Court Opinion

ID: 3356682
Source: CourtListenerOpinion
Date Created: 2016-07-05 18:01:58.753998+00
Date Added: 2024-06-11T11:44:58.682526
License: Public Domain

[EDITOR'S NOTE: This case is unpublished as indicated by the issuing court.] MEMORANDUM OF DECISION RE: MOTION TO REARGUE #226
The issue before the court is whether to grant the plaintiff's motion to reargue the court's decision on the defendant's motion to strike. Motions to reargue are controlled by the Practice Book, § 11-12, which states: "A party who wishes to reargue a decision or order rendered by the court shall, within twenty days from the issuance of notice of the rendition of the decision or order, file a motion to reargue setting forth the decision or order which is the subject of the motion, the name of the judge who rendered it, and the specific grounds for reargument upon which the parties relies." [T]he purpose of reargument is . . . to CT Page 2310 demonstrate to the court that there is some decision or some principal of law which would have a controlling effect, and which has been overlooked, or that there has been a misapprehension of facts. . . . It may also be used to address alleged inconsistencies in the trial court's memorandum of decision as well as claims of law that the [movant] claimed were not addressed by the court." (Citations omitted, internal quotation marks omitted.) Opoku v. Grant, 63 Conn. App. 686, 692, 778 A.2d 981
(2001). "If a court is not convinced that its initial ruling is correct, then in the interests of justice it should reconsider the order. . . ." (Internal quotation marks omitted.) Tiber Holding Corp. v. Greenberg,36 Conn. App. 670, 671 n. 1, 652 A.2d 1063 (1995). "[A] motion to reargue [however] is not to be used as an opportunity to have a second bite of the apple or to present additional cases or briefs which could have presented at the time of the original argument." (Internal quotation marks omitted.) Opoku v. Grant, supra, 692-93.
The plaintiff's motion fails to meet the requirements for reargument in the most important regard — it fails to recite adequate grounds for reargument, instead relying on a general restatement of case law.1
The plaintiff does not allege that the court disregarded either principles of law or controlling decisions. The court's decision is consistent with current principles of law, and has addressed the arguments the plaintiff raises in her motion for reargument.

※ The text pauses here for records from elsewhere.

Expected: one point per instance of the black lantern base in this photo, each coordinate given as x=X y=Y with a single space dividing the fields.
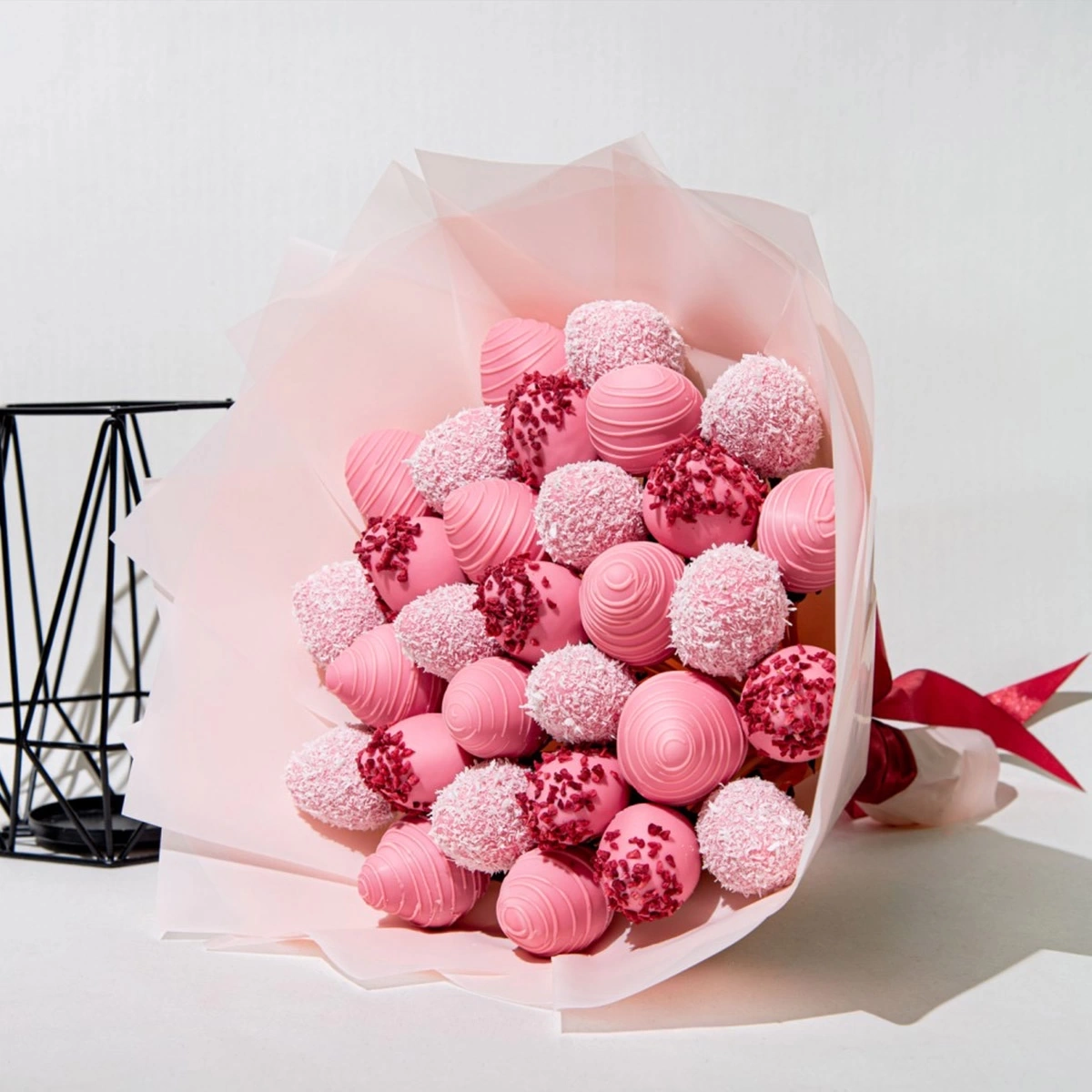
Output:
x=57 y=801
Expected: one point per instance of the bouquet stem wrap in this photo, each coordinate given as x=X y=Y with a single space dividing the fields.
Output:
x=386 y=333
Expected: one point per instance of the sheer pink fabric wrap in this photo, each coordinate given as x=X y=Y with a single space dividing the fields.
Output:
x=387 y=333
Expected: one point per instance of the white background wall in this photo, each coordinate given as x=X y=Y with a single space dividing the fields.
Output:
x=154 y=158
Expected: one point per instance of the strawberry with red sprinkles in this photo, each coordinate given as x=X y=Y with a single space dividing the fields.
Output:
x=699 y=496
x=648 y=863
x=404 y=557
x=530 y=607
x=546 y=425
x=410 y=762
x=786 y=703
x=572 y=795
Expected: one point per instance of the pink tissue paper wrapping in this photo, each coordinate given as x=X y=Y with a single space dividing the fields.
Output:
x=386 y=333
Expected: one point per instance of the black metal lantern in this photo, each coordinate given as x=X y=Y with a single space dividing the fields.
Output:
x=59 y=768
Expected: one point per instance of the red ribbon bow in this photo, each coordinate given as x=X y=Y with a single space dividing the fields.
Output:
x=925 y=697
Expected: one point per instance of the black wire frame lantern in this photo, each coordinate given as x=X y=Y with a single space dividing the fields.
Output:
x=86 y=827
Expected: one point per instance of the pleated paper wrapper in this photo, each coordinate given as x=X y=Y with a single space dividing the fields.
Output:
x=386 y=333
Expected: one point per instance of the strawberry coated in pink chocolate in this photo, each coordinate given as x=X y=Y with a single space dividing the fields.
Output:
x=572 y=795
x=648 y=863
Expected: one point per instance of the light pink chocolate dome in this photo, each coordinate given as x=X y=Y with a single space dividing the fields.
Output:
x=407 y=557
x=326 y=784
x=483 y=708
x=786 y=703
x=730 y=610
x=796 y=529
x=333 y=607
x=546 y=425
x=408 y=876
x=698 y=496
x=648 y=862
x=441 y=632
x=490 y=521
x=623 y=600
x=618 y=333
x=530 y=607
x=752 y=836
x=636 y=414
x=410 y=762
x=572 y=795
x=551 y=904
x=577 y=693
x=467 y=447
x=379 y=683
x=478 y=820
x=587 y=508
x=513 y=348
x=678 y=737
x=764 y=413
x=378 y=478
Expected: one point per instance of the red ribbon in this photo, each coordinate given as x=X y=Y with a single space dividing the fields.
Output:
x=925 y=697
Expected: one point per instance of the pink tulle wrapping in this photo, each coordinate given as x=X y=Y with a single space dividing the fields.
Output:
x=468 y=245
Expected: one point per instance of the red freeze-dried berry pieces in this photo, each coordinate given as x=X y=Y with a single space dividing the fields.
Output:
x=511 y=602
x=540 y=403
x=387 y=543
x=627 y=879
x=385 y=546
x=386 y=768
x=554 y=792
x=687 y=494
x=780 y=685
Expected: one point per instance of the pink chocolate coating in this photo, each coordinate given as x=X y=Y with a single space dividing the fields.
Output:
x=572 y=795
x=490 y=521
x=483 y=708
x=407 y=557
x=648 y=862
x=618 y=333
x=531 y=607
x=410 y=877
x=796 y=529
x=410 y=762
x=325 y=782
x=378 y=478
x=333 y=607
x=698 y=496
x=786 y=703
x=379 y=683
x=678 y=737
x=636 y=414
x=513 y=348
x=546 y=425
x=551 y=904
x=623 y=601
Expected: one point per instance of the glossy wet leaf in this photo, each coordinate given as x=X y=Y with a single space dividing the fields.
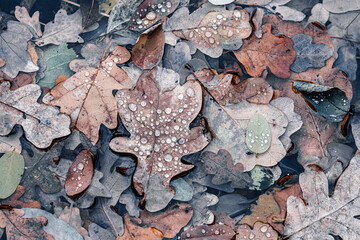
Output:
x=330 y=102
x=11 y=170
x=258 y=134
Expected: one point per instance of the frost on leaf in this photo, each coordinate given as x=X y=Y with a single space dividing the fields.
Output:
x=158 y=122
x=217 y=30
x=41 y=123
x=87 y=96
x=323 y=216
x=229 y=124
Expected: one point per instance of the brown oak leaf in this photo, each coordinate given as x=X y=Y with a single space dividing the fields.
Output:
x=158 y=121
x=87 y=96
x=273 y=51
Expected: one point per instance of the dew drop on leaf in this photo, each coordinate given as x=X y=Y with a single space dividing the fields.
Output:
x=258 y=134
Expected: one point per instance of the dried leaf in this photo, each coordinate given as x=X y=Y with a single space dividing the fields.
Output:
x=273 y=51
x=207 y=232
x=217 y=31
x=260 y=231
x=318 y=216
x=41 y=123
x=308 y=54
x=80 y=174
x=21 y=228
x=222 y=167
x=149 y=49
x=13 y=49
x=11 y=170
x=23 y=16
x=160 y=144
x=87 y=95
x=64 y=28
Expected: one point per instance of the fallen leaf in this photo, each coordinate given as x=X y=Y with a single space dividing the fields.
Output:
x=57 y=59
x=11 y=170
x=222 y=167
x=318 y=215
x=41 y=123
x=329 y=102
x=259 y=231
x=21 y=228
x=149 y=49
x=13 y=49
x=23 y=16
x=64 y=28
x=160 y=144
x=308 y=54
x=87 y=96
x=204 y=232
x=273 y=51
x=80 y=174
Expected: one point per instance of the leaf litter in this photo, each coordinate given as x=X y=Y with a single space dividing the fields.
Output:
x=192 y=135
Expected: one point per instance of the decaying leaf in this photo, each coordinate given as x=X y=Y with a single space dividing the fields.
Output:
x=11 y=170
x=23 y=16
x=273 y=51
x=151 y=11
x=323 y=216
x=222 y=167
x=218 y=30
x=41 y=123
x=149 y=49
x=158 y=121
x=259 y=231
x=13 y=49
x=308 y=54
x=229 y=124
x=87 y=96
x=204 y=232
x=330 y=102
x=80 y=174
x=64 y=28
x=21 y=228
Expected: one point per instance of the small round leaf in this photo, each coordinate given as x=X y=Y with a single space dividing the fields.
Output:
x=258 y=134
x=11 y=170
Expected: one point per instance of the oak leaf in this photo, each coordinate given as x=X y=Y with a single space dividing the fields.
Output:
x=87 y=96
x=41 y=123
x=158 y=120
x=273 y=51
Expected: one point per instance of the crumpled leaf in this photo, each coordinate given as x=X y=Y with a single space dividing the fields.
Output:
x=273 y=51
x=308 y=54
x=11 y=142
x=56 y=227
x=204 y=232
x=149 y=49
x=218 y=30
x=41 y=123
x=21 y=228
x=259 y=231
x=64 y=28
x=11 y=170
x=13 y=49
x=160 y=144
x=329 y=102
x=222 y=167
x=80 y=174
x=151 y=11
x=87 y=95
x=23 y=16
x=229 y=124
x=322 y=215
x=57 y=59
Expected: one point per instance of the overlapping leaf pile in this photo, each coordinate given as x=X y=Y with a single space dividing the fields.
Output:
x=180 y=119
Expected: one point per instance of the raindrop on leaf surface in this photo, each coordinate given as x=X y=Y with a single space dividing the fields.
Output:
x=258 y=134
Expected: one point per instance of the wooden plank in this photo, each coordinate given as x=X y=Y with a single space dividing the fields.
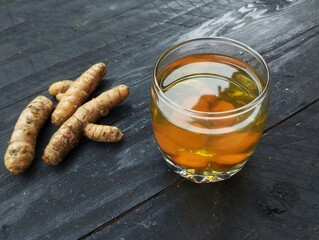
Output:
x=274 y=197
x=98 y=182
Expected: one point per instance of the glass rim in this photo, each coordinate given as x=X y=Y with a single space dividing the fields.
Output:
x=223 y=114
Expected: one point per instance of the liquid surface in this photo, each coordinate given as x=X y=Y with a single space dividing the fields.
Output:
x=208 y=83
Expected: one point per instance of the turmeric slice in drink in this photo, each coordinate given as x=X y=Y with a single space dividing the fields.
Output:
x=204 y=103
x=191 y=160
x=234 y=142
x=229 y=158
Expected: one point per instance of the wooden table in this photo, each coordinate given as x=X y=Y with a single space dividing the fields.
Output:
x=125 y=190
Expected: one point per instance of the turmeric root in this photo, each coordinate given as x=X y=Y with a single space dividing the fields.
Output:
x=103 y=133
x=77 y=93
x=69 y=134
x=59 y=96
x=60 y=87
x=21 y=149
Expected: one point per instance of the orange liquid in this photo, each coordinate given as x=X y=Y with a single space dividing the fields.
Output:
x=207 y=83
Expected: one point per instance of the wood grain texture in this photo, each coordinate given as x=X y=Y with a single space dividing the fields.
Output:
x=42 y=42
x=274 y=197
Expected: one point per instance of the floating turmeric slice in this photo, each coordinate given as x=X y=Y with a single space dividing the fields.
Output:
x=204 y=103
x=222 y=106
x=191 y=160
x=234 y=142
x=229 y=158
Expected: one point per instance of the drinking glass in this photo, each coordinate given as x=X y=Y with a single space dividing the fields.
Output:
x=209 y=105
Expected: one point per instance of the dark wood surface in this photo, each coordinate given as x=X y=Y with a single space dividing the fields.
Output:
x=125 y=190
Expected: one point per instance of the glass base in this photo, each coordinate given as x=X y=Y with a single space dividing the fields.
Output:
x=210 y=177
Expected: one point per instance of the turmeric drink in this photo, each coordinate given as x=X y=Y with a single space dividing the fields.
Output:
x=208 y=113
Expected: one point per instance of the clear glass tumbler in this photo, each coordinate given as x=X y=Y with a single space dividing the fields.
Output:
x=209 y=104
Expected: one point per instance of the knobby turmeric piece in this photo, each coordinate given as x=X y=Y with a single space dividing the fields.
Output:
x=21 y=149
x=103 y=133
x=69 y=134
x=77 y=93
x=60 y=87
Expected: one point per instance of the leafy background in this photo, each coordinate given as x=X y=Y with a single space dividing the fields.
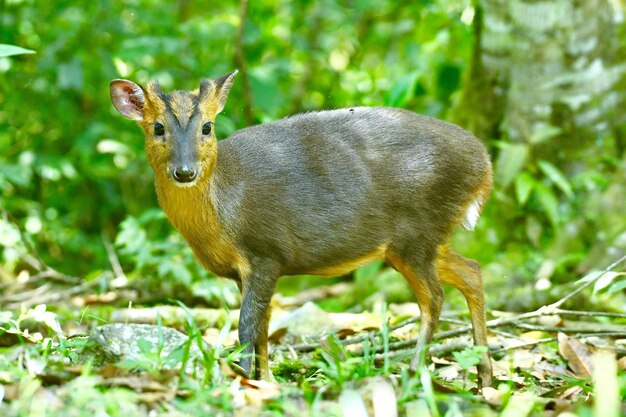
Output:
x=75 y=185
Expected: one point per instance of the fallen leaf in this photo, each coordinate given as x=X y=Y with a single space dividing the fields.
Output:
x=493 y=396
x=519 y=405
x=384 y=399
x=352 y=404
x=577 y=355
x=417 y=408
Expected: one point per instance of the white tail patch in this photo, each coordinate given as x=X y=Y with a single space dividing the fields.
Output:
x=472 y=214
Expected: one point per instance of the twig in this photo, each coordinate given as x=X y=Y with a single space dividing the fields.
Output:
x=586 y=284
x=524 y=345
x=240 y=61
x=552 y=309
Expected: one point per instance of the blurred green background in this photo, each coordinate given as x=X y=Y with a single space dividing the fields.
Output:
x=541 y=83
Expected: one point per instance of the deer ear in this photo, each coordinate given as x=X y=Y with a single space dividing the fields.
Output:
x=128 y=98
x=222 y=87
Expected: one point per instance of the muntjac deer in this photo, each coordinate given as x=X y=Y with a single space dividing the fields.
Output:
x=317 y=193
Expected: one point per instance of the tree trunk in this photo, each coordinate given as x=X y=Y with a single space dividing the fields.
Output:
x=544 y=69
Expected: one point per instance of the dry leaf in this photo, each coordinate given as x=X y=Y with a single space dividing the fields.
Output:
x=577 y=355
x=352 y=404
x=493 y=396
x=384 y=399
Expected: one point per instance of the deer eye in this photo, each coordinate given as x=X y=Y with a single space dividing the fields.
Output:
x=159 y=129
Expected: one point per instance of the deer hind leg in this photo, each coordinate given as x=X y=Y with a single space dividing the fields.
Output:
x=464 y=274
x=422 y=277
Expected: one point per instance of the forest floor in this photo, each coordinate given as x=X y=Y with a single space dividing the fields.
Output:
x=61 y=354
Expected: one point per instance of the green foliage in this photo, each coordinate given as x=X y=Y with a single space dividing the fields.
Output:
x=10 y=50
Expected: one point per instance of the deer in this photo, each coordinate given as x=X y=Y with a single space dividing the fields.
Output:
x=317 y=193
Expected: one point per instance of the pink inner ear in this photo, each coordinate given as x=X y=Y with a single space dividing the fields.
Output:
x=128 y=99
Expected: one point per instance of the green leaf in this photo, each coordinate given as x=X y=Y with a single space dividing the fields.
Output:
x=510 y=163
x=544 y=132
x=144 y=346
x=402 y=90
x=524 y=185
x=618 y=286
x=10 y=50
x=556 y=177
x=549 y=202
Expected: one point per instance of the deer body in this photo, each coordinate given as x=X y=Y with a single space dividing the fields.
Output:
x=317 y=193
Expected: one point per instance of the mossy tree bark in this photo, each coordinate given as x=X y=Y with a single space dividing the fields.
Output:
x=543 y=70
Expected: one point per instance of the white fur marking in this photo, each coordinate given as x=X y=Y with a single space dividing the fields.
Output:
x=471 y=215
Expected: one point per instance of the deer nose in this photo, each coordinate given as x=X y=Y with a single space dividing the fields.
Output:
x=185 y=174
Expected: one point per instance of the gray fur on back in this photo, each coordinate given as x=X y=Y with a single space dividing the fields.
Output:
x=304 y=189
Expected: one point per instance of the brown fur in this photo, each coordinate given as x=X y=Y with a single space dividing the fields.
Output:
x=319 y=193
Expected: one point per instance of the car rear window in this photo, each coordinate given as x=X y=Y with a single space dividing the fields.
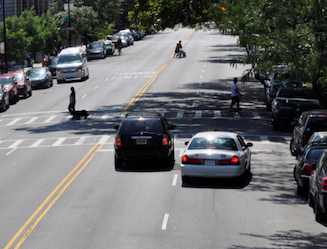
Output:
x=203 y=143
x=141 y=125
x=317 y=124
x=314 y=154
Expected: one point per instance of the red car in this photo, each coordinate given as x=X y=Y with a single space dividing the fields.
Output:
x=24 y=85
x=10 y=83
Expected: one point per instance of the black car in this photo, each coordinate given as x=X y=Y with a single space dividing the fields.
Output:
x=52 y=65
x=40 y=77
x=305 y=165
x=144 y=136
x=308 y=123
x=318 y=188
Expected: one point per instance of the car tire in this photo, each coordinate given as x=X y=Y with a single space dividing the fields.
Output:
x=170 y=160
x=292 y=147
x=319 y=215
x=118 y=163
x=185 y=179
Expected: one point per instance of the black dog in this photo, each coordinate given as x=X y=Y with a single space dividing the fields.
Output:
x=79 y=114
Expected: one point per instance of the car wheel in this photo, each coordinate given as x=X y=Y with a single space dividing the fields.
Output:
x=319 y=215
x=170 y=160
x=118 y=163
x=185 y=179
x=292 y=147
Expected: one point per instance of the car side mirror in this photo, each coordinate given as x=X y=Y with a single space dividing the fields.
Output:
x=172 y=127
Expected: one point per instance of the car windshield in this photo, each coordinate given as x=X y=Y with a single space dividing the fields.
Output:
x=35 y=72
x=6 y=81
x=19 y=77
x=74 y=58
x=95 y=45
x=314 y=154
x=218 y=143
x=141 y=125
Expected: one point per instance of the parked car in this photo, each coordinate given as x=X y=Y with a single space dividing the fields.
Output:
x=318 y=188
x=308 y=123
x=52 y=65
x=96 y=50
x=72 y=64
x=4 y=98
x=306 y=163
x=290 y=103
x=24 y=85
x=110 y=47
x=216 y=154
x=144 y=136
x=10 y=84
x=40 y=77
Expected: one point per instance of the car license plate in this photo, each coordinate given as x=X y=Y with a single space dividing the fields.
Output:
x=209 y=162
x=141 y=141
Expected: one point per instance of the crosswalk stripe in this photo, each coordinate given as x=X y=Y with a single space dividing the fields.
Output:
x=31 y=120
x=49 y=119
x=14 y=121
x=37 y=143
x=59 y=141
x=15 y=144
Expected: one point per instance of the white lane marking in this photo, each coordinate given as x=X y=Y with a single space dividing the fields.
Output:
x=15 y=144
x=165 y=222
x=256 y=115
x=217 y=114
x=80 y=141
x=31 y=120
x=175 y=180
x=37 y=143
x=180 y=114
x=59 y=141
x=11 y=151
x=49 y=119
x=14 y=121
x=104 y=139
x=264 y=139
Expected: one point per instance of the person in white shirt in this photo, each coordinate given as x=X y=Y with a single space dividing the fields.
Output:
x=235 y=96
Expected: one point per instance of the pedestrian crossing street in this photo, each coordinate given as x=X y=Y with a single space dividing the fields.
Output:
x=109 y=140
x=8 y=120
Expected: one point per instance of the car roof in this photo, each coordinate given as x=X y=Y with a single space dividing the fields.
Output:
x=216 y=134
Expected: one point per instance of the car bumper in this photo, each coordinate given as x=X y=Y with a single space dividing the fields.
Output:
x=218 y=171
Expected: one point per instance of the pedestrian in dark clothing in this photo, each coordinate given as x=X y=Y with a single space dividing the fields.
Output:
x=72 y=102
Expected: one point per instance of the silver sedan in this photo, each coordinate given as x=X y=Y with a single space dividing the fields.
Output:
x=216 y=155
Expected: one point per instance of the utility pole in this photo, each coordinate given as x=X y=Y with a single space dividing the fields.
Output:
x=4 y=35
x=69 y=25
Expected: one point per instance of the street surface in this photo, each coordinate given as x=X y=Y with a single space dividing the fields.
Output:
x=59 y=188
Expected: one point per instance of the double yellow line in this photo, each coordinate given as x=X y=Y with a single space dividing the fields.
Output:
x=137 y=96
x=52 y=198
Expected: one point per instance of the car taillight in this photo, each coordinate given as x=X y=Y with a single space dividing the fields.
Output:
x=165 y=140
x=307 y=169
x=304 y=137
x=234 y=160
x=187 y=160
x=324 y=184
x=118 y=141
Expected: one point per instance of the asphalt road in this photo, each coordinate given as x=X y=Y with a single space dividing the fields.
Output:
x=59 y=189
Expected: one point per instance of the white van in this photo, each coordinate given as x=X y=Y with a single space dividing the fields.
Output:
x=72 y=64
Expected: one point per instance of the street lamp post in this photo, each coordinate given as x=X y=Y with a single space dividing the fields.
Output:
x=4 y=35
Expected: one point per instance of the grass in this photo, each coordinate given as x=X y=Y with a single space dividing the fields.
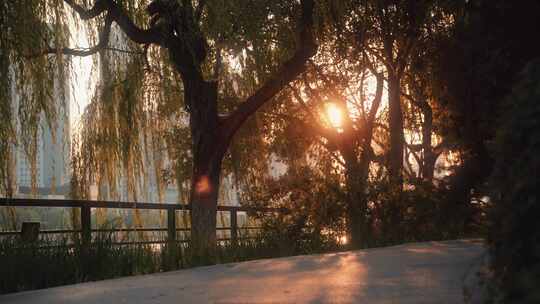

Further, at the same time she filed her motion to reargue, the plaintiff filed an amended complaint. It is well settled that if the plaintiff chooses to file an amended complaint instead of appealing a decision on a motion to strike, she forfeits the right to argue that the original complaint should not have been stricken. Lawson v. Aetna LifeIns. Co., 59 Conn. App. 84, 90, 755 A.2d 351 (2000). "The filing of an amended pleading operates as a waiver of the right to claim that there was an error in the sustaining of the [motion to strike] the original pleading. . . . The filing of the amended pleading is a withdrawal of the original pleading. . . ." (Internal quotation marks omitted.) Id.
Because the plaintiff's motion is inadequate under the Practice Book § 11-12, as well as procedurally incorrect, the plaintiff's motion to reargue is denied.